There’s a computer hacker named Kevin Flynn (Jeff Bridges). He wants to locate something that is in the software mainframe of a company called ENCOM, which is run by Ed Dillinger (David Warner), but is really run by the computer software called the Master Control Program (MCP). It turns out, Dillinger holds less power than the program he created. Flynn writes a program to locate what he wants, but it ends up failing and being captured by the MCP. So begins Tron.

Eventually, Flynn gets two of his friends to break him into ENCOM so he can his data. It turns out, he wrote five video games while he was working for ENCOM, but once Dillinger found out, the games were stolen and Flynn was fired. Alan (Bruce Boxleitner) and Lora (Cindy Morgan) are the friends that aid in this break-in, although we don’t spend much time in the real world. See, Lora has been working on a laser that can transport people into the computer world. MCP, recognizing Flynn as a threat, activates the laser which is conveniently behind the seat that he’s sitting on, and takes him as prisoner in this digital world.

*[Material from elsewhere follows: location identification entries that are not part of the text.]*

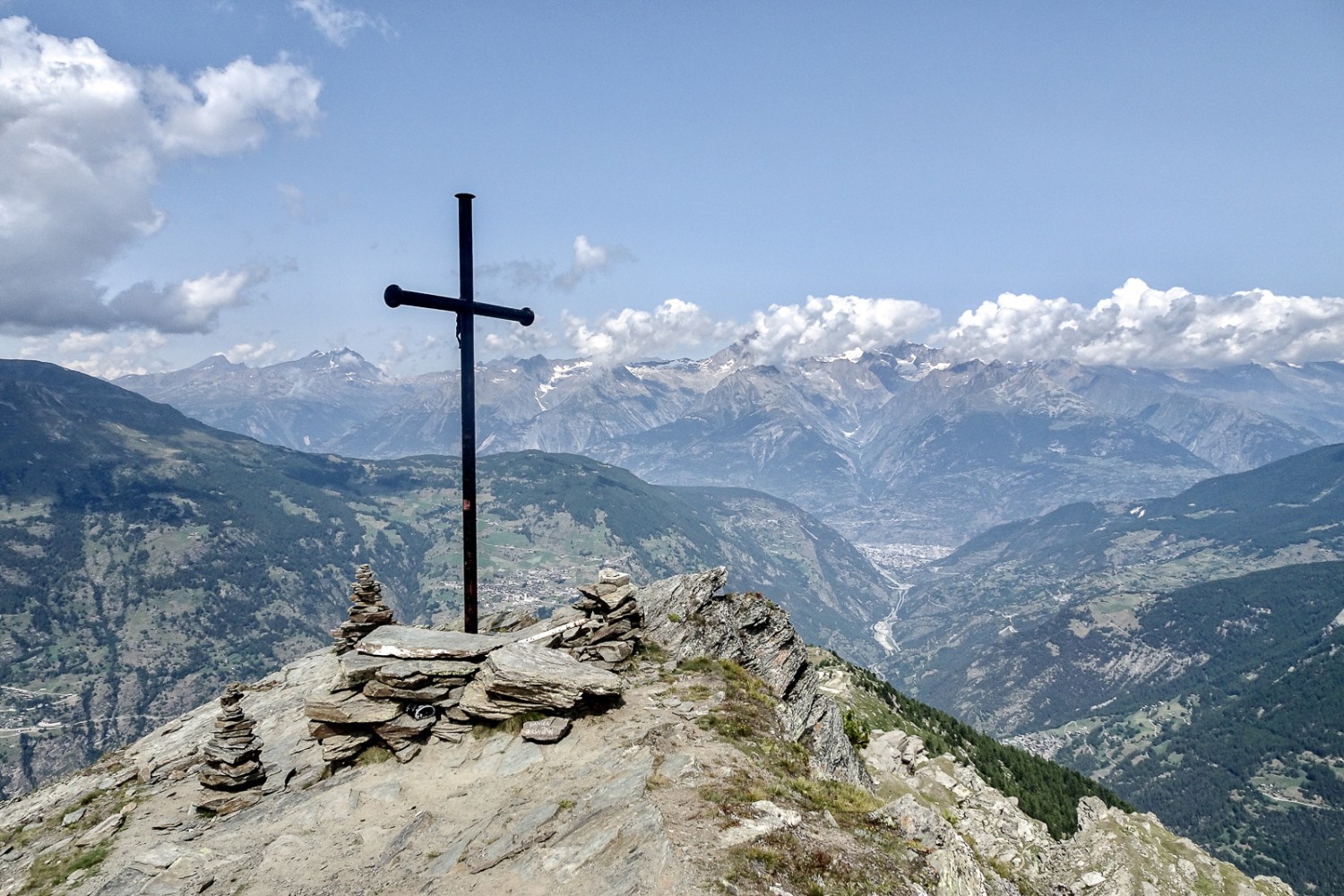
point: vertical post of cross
(467, 311)
(467, 341)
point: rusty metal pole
(467, 341)
(467, 311)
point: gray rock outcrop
(688, 616)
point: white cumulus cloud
(107, 355)
(833, 324)
(82, 139)
(1144, 327)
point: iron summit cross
(467, 309)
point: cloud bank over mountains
(85, 137)
(1136, 325)
(1144, 327)
(82, 142)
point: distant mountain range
(147, 557)
(890, 446)
(1183, 648)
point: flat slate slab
(406, 642)
(349, 708)
(521, 677)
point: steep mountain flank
(1185, 650)
(688, 783)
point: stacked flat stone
(612, 627)
(402, 686)
(367, 610)
(233, 755)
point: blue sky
(1116, 183)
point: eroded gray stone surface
(406, 642)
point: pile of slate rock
(233, 754)
(610, 627)
(403, 685)
(397, 686)
(367, 610)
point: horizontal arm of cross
(395, 296)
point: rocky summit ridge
(710, 759)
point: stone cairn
(610, 629)
(367, 610)
(233, 755)
(398, 686)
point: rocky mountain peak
(709, 762)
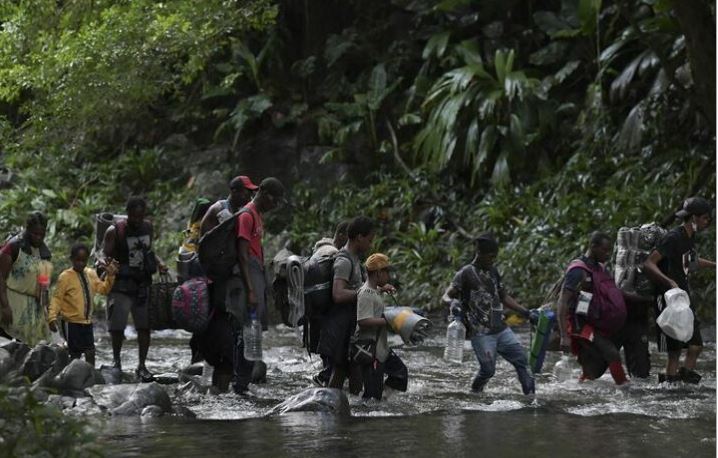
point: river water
(437, 416)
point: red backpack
(607, 310)
(190, 305)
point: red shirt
(250, 228)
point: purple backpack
(607, 311)
(190, 305)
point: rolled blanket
(295, 283)
(412, 328)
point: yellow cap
(377, 261)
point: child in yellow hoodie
(72, 301)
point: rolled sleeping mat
(102, 222)
(540, 341)
(295, 288)
(412, 327)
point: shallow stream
(438, 416)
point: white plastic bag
(676, 319)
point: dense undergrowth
(538, 122)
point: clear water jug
(564, 368)
(455, 335)
(252, 334)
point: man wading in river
(250, 227)
(669, 265)
(340, 321)
(579, 333)
(478, 295)
(240, 192)
(130, 243)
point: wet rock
(41, 395)
(329, 400)
(99, 379)
(194, 369)
(130, 399)
(18, 350)
(182, 411)
(85, 407)
(192, 384)
(152, 411)
(7, 363)
(38, 361)
(259, 372)
(111, 375)
(168, 378)
(77, 376)
(63, 402)
(708, 333)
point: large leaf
(620, 84)
(500, 175)
(549, 22)
(588, 11)
(377, 87)
(470, 52)
(488, 140)
(436, 46)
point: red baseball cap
(244, 181)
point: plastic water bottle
(563, 370)
(455, 335)
(253, 339)
(207, 371)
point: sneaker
(663, 378)
(240, 389)
(318, 380)
(356, 382)
(689, 376)
(477, 386)
(144, 375)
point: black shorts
(216, 343)
(666, 343)
(80, 337)
(337, 328)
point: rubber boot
(662, 378)
(616, 369)
(689, 376)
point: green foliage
(29, 428)
(94, 71)
(493, 116)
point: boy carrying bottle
(72, 302)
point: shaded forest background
(539, 121)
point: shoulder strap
(345, 255)
(121, 228)
(580, 264)
(243, 210)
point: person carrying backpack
(372, 330)
(478, 295)
(24, 259)
(591, 309)
(324, 248)
(339, 321)
(240, 193)
(669, 265)
(253, 298)
(129, 242)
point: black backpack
(217, 249)
(318, 280)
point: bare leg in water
(143, 342)
(117, 338)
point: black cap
(695, 206)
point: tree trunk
(698, 26)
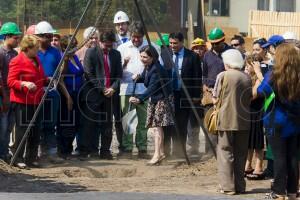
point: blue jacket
(284, 117)
(151, 78)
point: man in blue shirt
(11, 33)
(50, 58)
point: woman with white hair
(232, 93)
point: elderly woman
(281, 89)
(159, 115)
(26, 79)
(256, 137)
(233, 94)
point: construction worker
(11, 33)
(50, 58)
(238, 42)
(121, 22)
(30, 30)
(212, 61)
(199, 47)
(56, 41)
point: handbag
(207, 98)
(211, 116)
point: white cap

So we have a villain in MCP, and we have a hero in Flynn. What else do we need? Well, people to help the hero would be nice. Programs created by Alan and Lora (played by the same actors, too) end up serving this purpose. Alan’s program is called “Tron,” which shows us where the title comes from, while Lora’s is called “Yori,” who shows up part-way through without any prior information about her and helps for whatever reason you want to come up with. All of the programs in the film look and act like humans, save for MCP which we only see on screens until the final scene inside the computer world, where it appears as a giant spinning face/tornado.

Long story made short, Flynn, Tron and Yori have to through a series of sequences in hopes that they’ll be able to defeat the big boss. They end up with more reasons than just obtaining Flynn’s proof, such as saving the world of the computers from a dictator like MCP, but the reasons don’t matter a lot, nor are they given much time. We mostly just race (sometimes literally) from action scene to action scene, not spending much time on either the plot or the characters. This is an adventure film that expects you know how adventure films work.

It also expects you to know a lot about computers. There’s a lot of jargon that, back when it came out in 1982, probably wouldn’t have been understood by a lot of the audience. Even now, some of the dialogue used might be not be commonplace for some of the audience. This doesn’t make it a bad film, but I can see some viewers not wanting to sit through listening to things they don’t comprehend, because they’ll lose interest.

Possibly working in the film’s favor is that it doesn’t spend too much time on dialogue, like I mentioned earlier. Since most of the film is made up of action scenes and more action scenes, not understanding what characters are saying beyond “let’s beat MCP” rarely becomes a problem. There are a couple of things that they need to do before the final confrontation, but those end up being menial tasks like “let’s go to this place” or “let’s not get crushed by the giant robot things that are trying to kill us.” They just need to do whatever they can to survive.

The elephant in the room here is the visual design of Tron. Since most of the film takes place in what’s supposed to be the inside of the computer, it’s obviously not going to look exactly like the outside world. Or maybe it would — I’ve never been transferred into data and put inside of a computer system. I doubt you have either, nor has anyone else. The filmmakers could basically do whatever they want in representing this. What ended up happening was that computer animation was used extensively. Other scenes were simply colored in post-production. The look we get is unique, and I actually didn’t have any problem with how it aged; after all, I’m not going to say that the inside of a computer system didn’t look like that in 1982.

I will say, though, that there are times when you can really tell that the special effects are very dated. Things like a light cycle (think motorcycle with a trail of light following behind it that stays on the track like a wall) race or when we take control of one of the machines that are constantly getting in the way of Flynn’s quest look very blocky and you can easily tell that they’re CGI. But, like I said earlier, maybe that’s what the inside of this system would look like. It didn’t bother me all that much, but like the computer jargon, I can see it turning off some audience members. However, occasionally, the colorization with a blend of animation and real life, meant that it was sometimes difficult to tell who was who.

Tron ends up working quite well, although to get full enjoyment out of it, you’ll need to be okay with computer jargon, dated visuals and a lack of focus on the plot and characters. I was, for the most part, and ended up with an enjoyable adventure film about a man in a strange world who needs to save the day. It’s not a perfect film, but I can definitely see how it became a cult classic and why it has incredibly devoted fans. I enjoyed it, and if you’re a fan of video games, know a little bit about computers or like adventure films, you’ll probably have a good time.

About Matthew

Reviewer for hire. Who wants to pay me?

One Response to “Tron (1982)”

  1. Helen says:

    This film is a childhood fav for me. I agree its dated and the plot is not the greatest. For me the effects and vision created at the time have stuck with me and was groundbreaking. Using backlit animation for the majority of the ‘computer world’ was so creative.